The problem is that this proof relies on completeness of $\mathbb{R}$. Is there a way to prove this that doesn't require it? Or, perhaps better yet, is there a better example of a complete metric space?
Best Answer
Your proof is correct. In fact more is true, instead of $\mathbb{R}$, if you take any complete metric space$(X, d) $ and instead of $ [0, 1]$ , if you take any closed subset $F$ of $X$, then the you can also conclude that $(F, d_F) $ is complete metric space, where $d_F$ is the subspace metric induced by $d$ on $F$.Proof is similar to your proof.
Suppose, $(x_n) $ be a Cauchy sequence in $(F, d_F)$ , this implies $(x_n) $ is also Cauchy sequence in $(X, d) $ . Since, $(X, d) $ is complete, $(x_n)$ converges in $(X, d) $.Since, $F\subset X $ is closed,$\lim (x_n)\in F $
Well, $F= [0,1]$ is closed and bounded subset of $(\mathbb{R},$|$ $ |$)$, hence compact.
Let, $(x_n) $ be a Cauchy sequence in the metric subspace $[0, 1]$, then by compactness $\exists$ a convergent subsequence $(x_{n_k}) $ of $(x_n) $ and it is not difficult to prove that $(x_n) $ converges to $\lim(x_{n_k}) $. But, this doesn't avoid the completeness of $\mathbb{R}$!
Completeness of $(X, d) $ is necessary to prove a closed subset $F\subset X$ is complete.
To justify, take $(X=\mathbb{Q},$d=|$ $|$ ) $ and $F=[2, 3]\cap \mathbb{Q}$ closed subset of $(X,d)$ but not complete. Because the sequence $(x_n)_{n\in {\mathbb{N}}}$ defined by $x_n=(1+\frac{1}{n}) ^n$ is Cauchy sequence in $(F, d_F) $ but not convergent . The sequence $(x_n) $ converges to $e$ which is not in $F$, in fact it is not in $X$ also.

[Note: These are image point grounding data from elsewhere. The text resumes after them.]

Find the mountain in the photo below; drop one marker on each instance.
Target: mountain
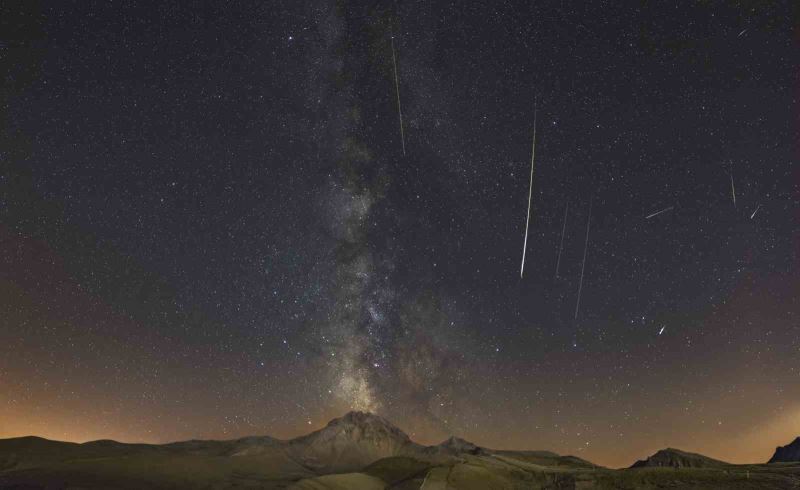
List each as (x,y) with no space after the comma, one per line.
(359,451)
(350,443)
(787,453)
(674,458)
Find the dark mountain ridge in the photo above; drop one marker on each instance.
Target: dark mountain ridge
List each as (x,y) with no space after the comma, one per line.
(788,453)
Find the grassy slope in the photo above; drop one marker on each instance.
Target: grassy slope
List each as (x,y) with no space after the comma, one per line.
(110,465)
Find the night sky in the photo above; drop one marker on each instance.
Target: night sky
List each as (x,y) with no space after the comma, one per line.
(208,227)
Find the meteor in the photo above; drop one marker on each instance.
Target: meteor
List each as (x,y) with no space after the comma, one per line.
(530,195)
(583,266)
(397,91)
(659,212)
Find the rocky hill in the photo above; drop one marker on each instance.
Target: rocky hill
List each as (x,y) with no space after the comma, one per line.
(675,458)
(787,453)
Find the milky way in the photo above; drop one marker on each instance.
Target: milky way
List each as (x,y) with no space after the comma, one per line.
(211,225)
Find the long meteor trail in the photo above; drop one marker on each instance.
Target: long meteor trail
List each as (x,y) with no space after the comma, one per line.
(659,212)
(583,266)
(561,245)
(530,194)
(397,91)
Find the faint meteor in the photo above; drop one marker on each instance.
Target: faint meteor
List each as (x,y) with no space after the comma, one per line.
(561,245)
(583,266)
(397,91)
(659,212)
(530,194)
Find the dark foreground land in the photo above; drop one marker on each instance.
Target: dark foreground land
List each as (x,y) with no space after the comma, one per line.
(357,451)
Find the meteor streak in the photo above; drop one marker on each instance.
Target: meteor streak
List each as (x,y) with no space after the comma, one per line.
(530,194)
(583,266)
(561,245)
(397,90)
(659,212)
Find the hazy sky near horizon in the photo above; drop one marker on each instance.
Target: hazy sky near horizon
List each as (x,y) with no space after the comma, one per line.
(211,226)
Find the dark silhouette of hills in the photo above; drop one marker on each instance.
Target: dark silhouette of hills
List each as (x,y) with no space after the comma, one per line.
(788,453)
(675,458)
(357,451)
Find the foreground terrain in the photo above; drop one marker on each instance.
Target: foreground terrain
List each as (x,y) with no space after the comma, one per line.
(357,451)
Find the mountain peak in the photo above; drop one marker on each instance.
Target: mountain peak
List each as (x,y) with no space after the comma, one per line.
(460,445)
(350,442)
(787,453)
(675,458)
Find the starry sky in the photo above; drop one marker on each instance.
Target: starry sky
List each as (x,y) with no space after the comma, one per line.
(211,225)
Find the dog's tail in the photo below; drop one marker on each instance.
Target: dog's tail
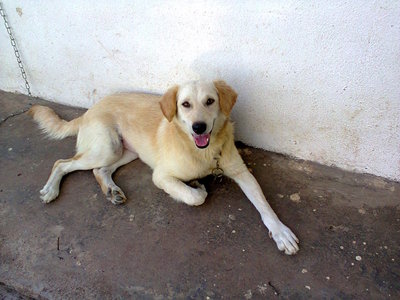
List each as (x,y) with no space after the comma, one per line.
(52,124)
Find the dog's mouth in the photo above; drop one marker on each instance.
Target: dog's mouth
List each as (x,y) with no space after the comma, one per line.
(202,140)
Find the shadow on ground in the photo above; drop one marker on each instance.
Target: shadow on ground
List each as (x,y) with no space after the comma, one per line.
(82,246)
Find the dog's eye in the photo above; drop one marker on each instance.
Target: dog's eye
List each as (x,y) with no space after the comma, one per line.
(210,101)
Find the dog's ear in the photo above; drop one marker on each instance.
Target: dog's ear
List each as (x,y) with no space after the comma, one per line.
(168,103)
(227,96)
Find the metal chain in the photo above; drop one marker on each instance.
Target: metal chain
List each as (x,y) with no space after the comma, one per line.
(16,52)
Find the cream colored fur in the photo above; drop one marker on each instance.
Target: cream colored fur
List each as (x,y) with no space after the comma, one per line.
(158,130)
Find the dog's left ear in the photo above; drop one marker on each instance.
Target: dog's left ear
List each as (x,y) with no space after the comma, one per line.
(227,96)
(168,103)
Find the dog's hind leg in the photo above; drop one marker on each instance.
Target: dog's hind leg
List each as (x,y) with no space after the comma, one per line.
(97,146)
(104,178)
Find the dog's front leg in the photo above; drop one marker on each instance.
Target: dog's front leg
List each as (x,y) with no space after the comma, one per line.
(234,168)
(179,190)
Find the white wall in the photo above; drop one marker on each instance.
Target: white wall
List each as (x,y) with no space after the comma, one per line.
(318,80)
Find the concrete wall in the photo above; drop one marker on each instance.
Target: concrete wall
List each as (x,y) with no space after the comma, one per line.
(318,80)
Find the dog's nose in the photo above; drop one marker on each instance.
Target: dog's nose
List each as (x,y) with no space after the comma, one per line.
(199,127)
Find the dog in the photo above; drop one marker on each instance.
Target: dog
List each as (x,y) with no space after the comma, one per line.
(183,135)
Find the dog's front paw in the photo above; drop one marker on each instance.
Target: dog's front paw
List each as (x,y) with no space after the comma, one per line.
(284,238)
(48,194)
(116,195)
(197,196)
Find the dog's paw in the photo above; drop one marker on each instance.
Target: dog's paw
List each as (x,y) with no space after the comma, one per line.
(48,194)
(198,196)
(285,239)
(116,195)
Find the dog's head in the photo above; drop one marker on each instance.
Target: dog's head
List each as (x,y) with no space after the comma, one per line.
(200,108)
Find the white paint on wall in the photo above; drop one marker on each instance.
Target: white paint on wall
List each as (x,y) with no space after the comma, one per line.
(318,80)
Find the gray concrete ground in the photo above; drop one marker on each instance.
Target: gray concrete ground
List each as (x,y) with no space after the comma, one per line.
(82,246)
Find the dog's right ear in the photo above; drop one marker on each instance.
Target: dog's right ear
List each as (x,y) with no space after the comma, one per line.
(168,103)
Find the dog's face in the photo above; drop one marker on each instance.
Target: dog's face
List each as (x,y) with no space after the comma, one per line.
(200,108)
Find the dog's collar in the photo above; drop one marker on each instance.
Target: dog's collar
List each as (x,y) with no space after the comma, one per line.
(217,171)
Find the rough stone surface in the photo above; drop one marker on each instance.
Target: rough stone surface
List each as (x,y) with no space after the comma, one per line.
(82,246)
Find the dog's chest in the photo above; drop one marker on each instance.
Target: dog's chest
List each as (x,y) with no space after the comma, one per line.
(193,167)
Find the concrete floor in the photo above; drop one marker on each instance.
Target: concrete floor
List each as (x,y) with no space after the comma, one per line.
(82,246)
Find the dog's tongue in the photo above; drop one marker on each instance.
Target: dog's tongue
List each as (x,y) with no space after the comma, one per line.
(201,140)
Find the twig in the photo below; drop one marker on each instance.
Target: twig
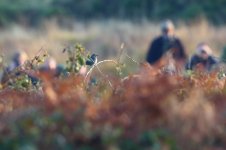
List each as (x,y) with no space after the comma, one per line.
(96,65)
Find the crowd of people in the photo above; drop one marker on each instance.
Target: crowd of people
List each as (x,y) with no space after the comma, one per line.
(167,44)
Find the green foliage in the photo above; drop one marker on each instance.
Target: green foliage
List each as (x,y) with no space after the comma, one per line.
(77,56)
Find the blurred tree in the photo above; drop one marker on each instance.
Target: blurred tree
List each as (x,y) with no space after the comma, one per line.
(34,11)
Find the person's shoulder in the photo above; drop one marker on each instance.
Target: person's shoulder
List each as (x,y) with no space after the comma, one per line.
(213,59)
(195,57)
(157,39)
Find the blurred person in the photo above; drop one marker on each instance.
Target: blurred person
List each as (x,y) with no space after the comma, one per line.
(51,67)
(203,58)
(166,43)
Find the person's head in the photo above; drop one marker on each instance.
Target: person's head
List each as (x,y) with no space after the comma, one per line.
(20,58)
(50,63)
(167,28)
(203,50)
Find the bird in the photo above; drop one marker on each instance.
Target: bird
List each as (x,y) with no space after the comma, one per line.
(92,60)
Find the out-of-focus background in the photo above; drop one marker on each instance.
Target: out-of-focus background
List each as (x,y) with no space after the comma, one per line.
(103,25)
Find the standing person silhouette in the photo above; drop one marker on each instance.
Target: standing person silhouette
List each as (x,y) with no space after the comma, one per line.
(167,42)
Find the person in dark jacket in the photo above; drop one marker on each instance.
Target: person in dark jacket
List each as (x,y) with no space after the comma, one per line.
(167,42)
(203,58)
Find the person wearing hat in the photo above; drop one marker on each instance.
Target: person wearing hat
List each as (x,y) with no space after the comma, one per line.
(203,58)
(167,42)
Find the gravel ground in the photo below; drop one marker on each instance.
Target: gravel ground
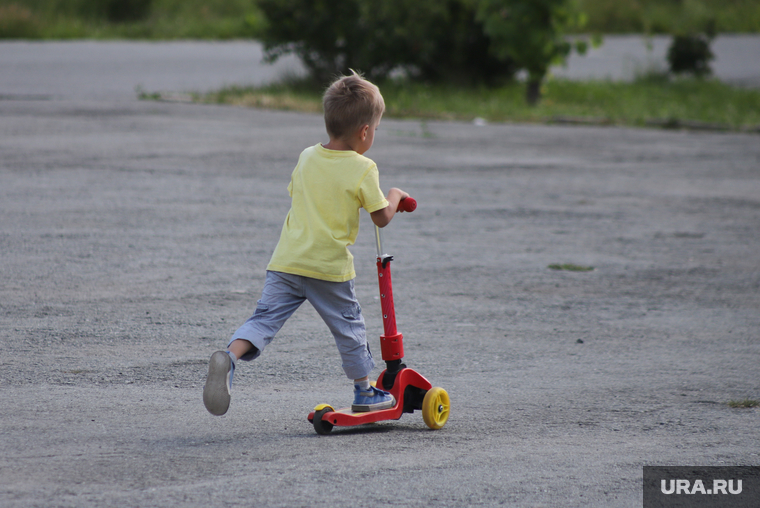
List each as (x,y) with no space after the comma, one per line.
(134,237)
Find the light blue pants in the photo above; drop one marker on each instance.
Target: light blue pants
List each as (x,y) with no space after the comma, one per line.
(335,302)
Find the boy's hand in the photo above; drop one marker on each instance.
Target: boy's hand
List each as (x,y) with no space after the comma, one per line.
(401,195)
(381,218)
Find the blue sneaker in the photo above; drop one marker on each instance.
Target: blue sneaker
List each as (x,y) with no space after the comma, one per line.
(216,392)
(373,399)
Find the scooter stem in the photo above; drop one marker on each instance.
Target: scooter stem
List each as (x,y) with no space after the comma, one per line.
(391,342)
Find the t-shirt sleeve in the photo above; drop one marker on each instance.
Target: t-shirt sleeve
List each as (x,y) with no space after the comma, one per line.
(370,194)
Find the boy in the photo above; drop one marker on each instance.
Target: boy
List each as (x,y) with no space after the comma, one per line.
(311,261)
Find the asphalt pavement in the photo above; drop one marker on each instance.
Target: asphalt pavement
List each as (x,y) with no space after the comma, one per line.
(134,238)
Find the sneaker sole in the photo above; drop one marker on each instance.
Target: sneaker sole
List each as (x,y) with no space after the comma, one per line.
(216,395)
(366,408)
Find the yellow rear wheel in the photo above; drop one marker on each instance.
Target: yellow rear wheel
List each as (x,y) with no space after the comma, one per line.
(435,408)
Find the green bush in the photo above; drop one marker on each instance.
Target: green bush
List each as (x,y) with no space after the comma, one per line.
(531,33)
(690,54)
(17,22)
(434,40)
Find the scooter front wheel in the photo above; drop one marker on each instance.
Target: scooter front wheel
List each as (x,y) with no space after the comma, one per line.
(435,408)
(322,427)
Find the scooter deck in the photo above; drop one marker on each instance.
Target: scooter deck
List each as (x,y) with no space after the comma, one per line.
(345,417)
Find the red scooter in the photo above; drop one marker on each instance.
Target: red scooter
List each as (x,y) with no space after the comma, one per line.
(411,390)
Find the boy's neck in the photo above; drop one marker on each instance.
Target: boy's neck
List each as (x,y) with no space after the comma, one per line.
(337,144)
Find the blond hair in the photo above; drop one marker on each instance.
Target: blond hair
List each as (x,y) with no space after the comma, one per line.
(349,103)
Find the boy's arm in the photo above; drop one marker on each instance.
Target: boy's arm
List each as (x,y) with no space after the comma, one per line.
(382,217)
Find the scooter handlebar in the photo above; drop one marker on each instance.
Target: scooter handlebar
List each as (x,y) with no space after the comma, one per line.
(407,205)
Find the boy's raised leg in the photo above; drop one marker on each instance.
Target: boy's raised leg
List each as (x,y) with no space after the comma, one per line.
(216,392)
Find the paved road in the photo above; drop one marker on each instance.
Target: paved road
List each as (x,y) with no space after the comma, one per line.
(134,237)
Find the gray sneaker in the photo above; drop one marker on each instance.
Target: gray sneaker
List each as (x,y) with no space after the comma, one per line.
(216,392)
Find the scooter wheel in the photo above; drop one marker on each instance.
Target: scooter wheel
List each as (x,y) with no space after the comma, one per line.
(322,427)
(435,408)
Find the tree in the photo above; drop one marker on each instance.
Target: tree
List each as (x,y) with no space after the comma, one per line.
(531,33)
(433,40)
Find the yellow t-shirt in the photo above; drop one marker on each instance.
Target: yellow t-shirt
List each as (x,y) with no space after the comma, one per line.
(328,188)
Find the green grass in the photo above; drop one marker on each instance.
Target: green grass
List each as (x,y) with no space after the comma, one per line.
(690,103)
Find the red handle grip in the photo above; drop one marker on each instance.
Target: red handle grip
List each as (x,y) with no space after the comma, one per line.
(407,205)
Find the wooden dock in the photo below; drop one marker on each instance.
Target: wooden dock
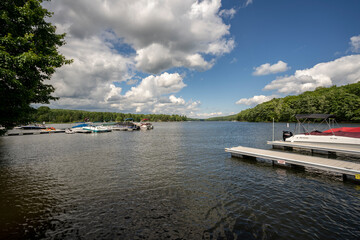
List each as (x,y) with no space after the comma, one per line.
(349,170)
(323,147)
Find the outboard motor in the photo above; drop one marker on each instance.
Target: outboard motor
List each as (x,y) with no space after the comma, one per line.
(287,134)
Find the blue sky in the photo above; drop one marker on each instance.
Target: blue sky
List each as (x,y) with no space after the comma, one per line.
(201,58)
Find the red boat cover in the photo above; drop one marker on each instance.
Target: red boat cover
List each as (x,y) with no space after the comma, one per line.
(343,131)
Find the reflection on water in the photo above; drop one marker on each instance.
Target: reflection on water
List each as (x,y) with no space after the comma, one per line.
(175,182)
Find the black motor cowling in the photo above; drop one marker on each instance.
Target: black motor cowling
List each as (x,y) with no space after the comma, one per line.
(287,134)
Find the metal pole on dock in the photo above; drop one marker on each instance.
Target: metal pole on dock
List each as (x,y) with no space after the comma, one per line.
(273,129)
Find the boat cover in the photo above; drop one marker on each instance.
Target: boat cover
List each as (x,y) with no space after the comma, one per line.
(81,125)
(343,131)
(314,116)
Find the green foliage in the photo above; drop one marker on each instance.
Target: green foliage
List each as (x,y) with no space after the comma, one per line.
(28,56)
(344,102)
(45,114)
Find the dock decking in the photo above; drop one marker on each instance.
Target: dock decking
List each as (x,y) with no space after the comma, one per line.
(282,158)
(326,147)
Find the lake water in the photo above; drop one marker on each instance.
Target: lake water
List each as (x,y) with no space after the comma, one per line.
(173,182)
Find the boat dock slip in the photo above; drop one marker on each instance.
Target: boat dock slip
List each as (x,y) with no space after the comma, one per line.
(326,147)
(348,169)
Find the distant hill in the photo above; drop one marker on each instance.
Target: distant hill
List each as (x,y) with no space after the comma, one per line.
(343,101)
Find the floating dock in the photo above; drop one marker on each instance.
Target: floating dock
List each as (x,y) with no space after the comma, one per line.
(332,149)
(349,170)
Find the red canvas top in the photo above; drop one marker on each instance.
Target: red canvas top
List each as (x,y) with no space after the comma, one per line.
(343,131)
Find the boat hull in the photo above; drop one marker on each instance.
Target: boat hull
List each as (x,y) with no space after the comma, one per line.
(323,139)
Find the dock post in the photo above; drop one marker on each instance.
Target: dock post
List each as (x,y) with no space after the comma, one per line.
(332,154)
(344,177)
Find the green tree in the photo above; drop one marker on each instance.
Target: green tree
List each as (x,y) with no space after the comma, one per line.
(28,56)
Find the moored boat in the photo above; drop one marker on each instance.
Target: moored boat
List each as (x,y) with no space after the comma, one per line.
(80,128)
(324,132)
(97,129)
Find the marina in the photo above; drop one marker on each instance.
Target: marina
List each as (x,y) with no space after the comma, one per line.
(331,149)
(175,182)
(349,170)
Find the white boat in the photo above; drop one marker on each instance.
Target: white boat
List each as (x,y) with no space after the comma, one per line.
(146,126)
(323,132)
(69,131)
(80,128)
(97,129)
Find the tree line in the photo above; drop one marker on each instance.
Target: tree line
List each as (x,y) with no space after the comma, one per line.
(46,114)
(343,102)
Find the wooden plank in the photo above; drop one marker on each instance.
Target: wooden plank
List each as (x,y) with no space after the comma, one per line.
(326,164)
(328,147)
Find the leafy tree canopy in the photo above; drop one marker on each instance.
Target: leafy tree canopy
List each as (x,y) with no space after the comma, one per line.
(28,56)
(343,102)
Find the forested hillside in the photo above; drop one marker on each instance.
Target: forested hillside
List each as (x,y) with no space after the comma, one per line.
(45,114)
(344,102)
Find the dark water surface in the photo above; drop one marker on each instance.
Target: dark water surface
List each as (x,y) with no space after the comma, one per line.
(174,182)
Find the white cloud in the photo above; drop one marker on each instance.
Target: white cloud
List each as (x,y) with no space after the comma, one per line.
(229,13)
(163,34)
(266,69)
(355,44)
(344,70)
(248,2)
(255,100)
(205,115)
(96,66)
(110,41)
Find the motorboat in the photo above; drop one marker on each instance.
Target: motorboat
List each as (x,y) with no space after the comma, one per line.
(33,127)
(308,130)
(97,129)
(146,126)
(80,128)
(69,131)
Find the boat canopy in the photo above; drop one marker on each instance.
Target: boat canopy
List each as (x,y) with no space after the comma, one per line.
(81,125)
(314,116)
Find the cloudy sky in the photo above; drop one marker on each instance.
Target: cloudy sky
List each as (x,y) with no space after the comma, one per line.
(201,58)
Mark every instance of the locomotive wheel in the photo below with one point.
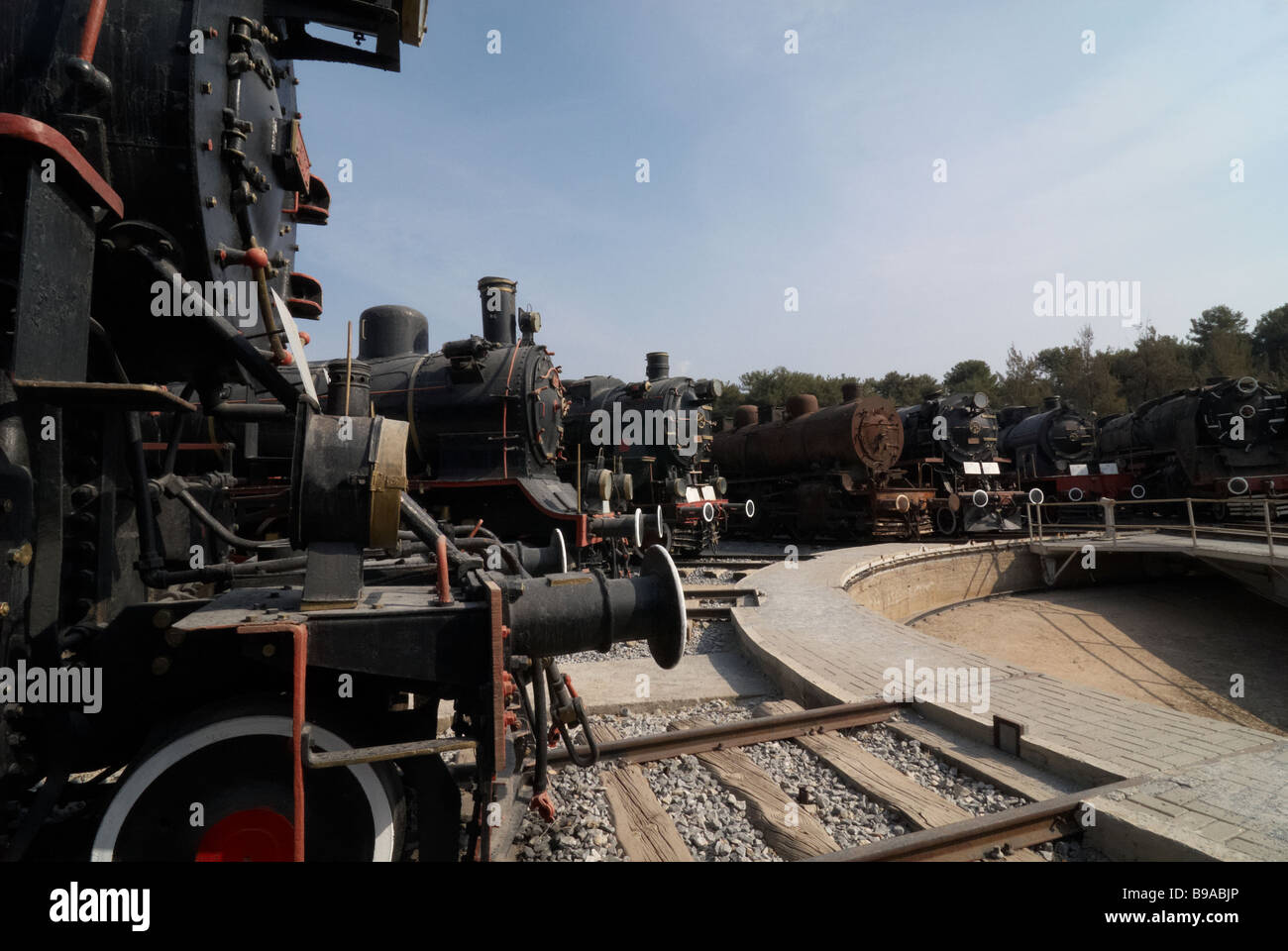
(235, 763)
(947, 522)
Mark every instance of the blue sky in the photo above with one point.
(811, 171)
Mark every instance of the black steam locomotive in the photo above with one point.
(653, 438)
(1220, 441)
(823, 474)
(153, 179)
(485, 422)
(949, 444)
(1054, 450)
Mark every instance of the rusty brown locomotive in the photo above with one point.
(823, 472)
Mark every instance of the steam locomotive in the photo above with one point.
(485, 422)
(823, 474)
(1220, 441)
(267, 697)
(951, 446)
(1054, 450)
(653, 438)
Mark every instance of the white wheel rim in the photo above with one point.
(176, 750)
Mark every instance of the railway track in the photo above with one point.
(938, 829)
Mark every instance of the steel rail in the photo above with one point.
(974, 838)
(759, 729)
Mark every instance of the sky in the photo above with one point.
(810, 170)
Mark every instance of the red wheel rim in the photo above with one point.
(250, 835)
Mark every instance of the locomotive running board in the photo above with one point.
(377, 754)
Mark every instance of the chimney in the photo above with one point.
(496, 295)
(658, 365)
(389, 330)
(802, 405)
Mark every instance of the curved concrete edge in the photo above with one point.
(1086, 736)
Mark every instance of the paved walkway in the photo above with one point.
(1210, 789)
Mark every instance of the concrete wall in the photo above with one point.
(903, 590)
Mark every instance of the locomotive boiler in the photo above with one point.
(487, 419)
(153, 180)
(951, 446)
(653, 437)
(823, 472)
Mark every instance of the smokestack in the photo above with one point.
(745, 415)
(391, 329)
(802, 405)
(497, 298)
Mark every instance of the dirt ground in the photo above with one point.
(1175, 643)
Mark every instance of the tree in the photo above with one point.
(1216, 320)
(1270, 344)
(903, 389)
(1083, 375)
(1022, 384)
(971, 376)
(1155, 367)
(774, 386)
(729, 399)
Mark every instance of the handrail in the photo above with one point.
(1109, 526)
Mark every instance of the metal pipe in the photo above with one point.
(91, 29)
(445, 587)
(300, 638)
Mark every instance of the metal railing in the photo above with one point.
(1109, 526)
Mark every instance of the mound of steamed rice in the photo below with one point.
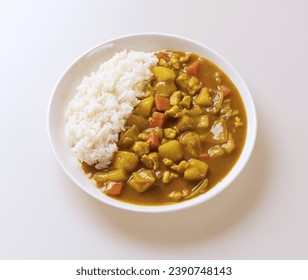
(102, 103)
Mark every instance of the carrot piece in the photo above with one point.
(162, 103)
(158, 119)
(163, 56)
(153, 139)
(193, 68)
(114, 188)
(225, 90)
(203, 156)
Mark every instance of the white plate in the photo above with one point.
(90, 61)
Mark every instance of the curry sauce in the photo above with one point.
(183, 137)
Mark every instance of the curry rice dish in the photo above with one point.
(156, 128)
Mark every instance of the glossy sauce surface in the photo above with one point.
(228, 118)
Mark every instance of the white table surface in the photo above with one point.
(262, 215)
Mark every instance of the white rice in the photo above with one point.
(102, 103)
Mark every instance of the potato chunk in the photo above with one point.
(171, 150)
(196, 170)
(163, 73)
(141, 180)
(125, 160)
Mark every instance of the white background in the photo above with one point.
(262, 215)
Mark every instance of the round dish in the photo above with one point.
(89, 62)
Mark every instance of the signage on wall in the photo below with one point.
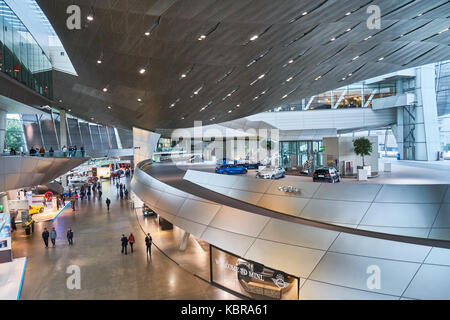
(5, 232)
(250, 278)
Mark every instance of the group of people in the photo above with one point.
(123, 192)
(41, 151)
(52, 236)
(72, 151)
(131, 240)
(85, 190)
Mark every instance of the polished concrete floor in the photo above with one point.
(105, 272)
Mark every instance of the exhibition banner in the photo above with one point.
(251, 279)
(5, 231)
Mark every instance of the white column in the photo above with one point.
(427, 126)
(2, 129)
(62, 129)
(185, 240)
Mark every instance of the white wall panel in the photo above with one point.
(313, 290)
(335, 211)
(288, 205)
(401, 215)
(366, 246)
(411, 193)
(239, 221)
(297, 234)
(351, 271)
(430, 282)
(291, 259)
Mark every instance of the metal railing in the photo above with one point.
(47, 154)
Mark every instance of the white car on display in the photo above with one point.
(76, 184)
(271, 173)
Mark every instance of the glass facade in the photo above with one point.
(356, 95)
(296, 153)
(20, 55)
(443, 88)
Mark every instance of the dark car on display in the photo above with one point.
(327, 174)
(271, 173)
(250, 165)
(231, 169)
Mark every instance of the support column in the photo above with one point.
(62, 129)
(185, 240)
(2, 129)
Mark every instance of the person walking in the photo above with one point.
(45, 236)
(148, 244)
(131, 241)
(72, 201)
(124, 243)
(70, 236)
(53, 236)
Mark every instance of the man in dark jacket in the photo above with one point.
(148, 244)
(70, 236)
(124, 243)
(45, 236)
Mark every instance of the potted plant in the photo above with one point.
(363, 147)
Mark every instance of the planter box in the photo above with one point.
(362, 175)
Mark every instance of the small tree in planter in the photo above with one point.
(362, 147)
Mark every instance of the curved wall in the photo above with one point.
(330, 264)
(412, 210)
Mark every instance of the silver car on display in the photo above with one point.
(271, 173)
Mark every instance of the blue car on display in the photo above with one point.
(230, 169)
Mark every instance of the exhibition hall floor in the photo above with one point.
(105, 272)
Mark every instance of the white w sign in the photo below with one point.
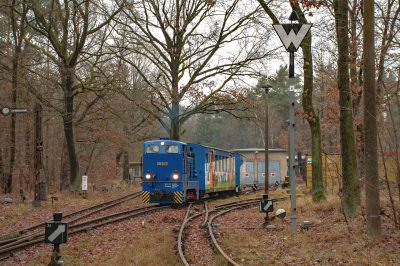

Hence, completeness of $X, d) $ is necessary, otherwise any cauchy sequence in $(F, d_F) $ may not have limit in $(X, d) $, ( it may have the limit in some larger space due to the fact that every metric space has a completion).
There are lot of examples of complete metric space.
$(X, d_{discrete}) $ , $(\mathbb{R^n},d_{euclidean}) $, $(C[a, b], d_{\infty}) $ etc.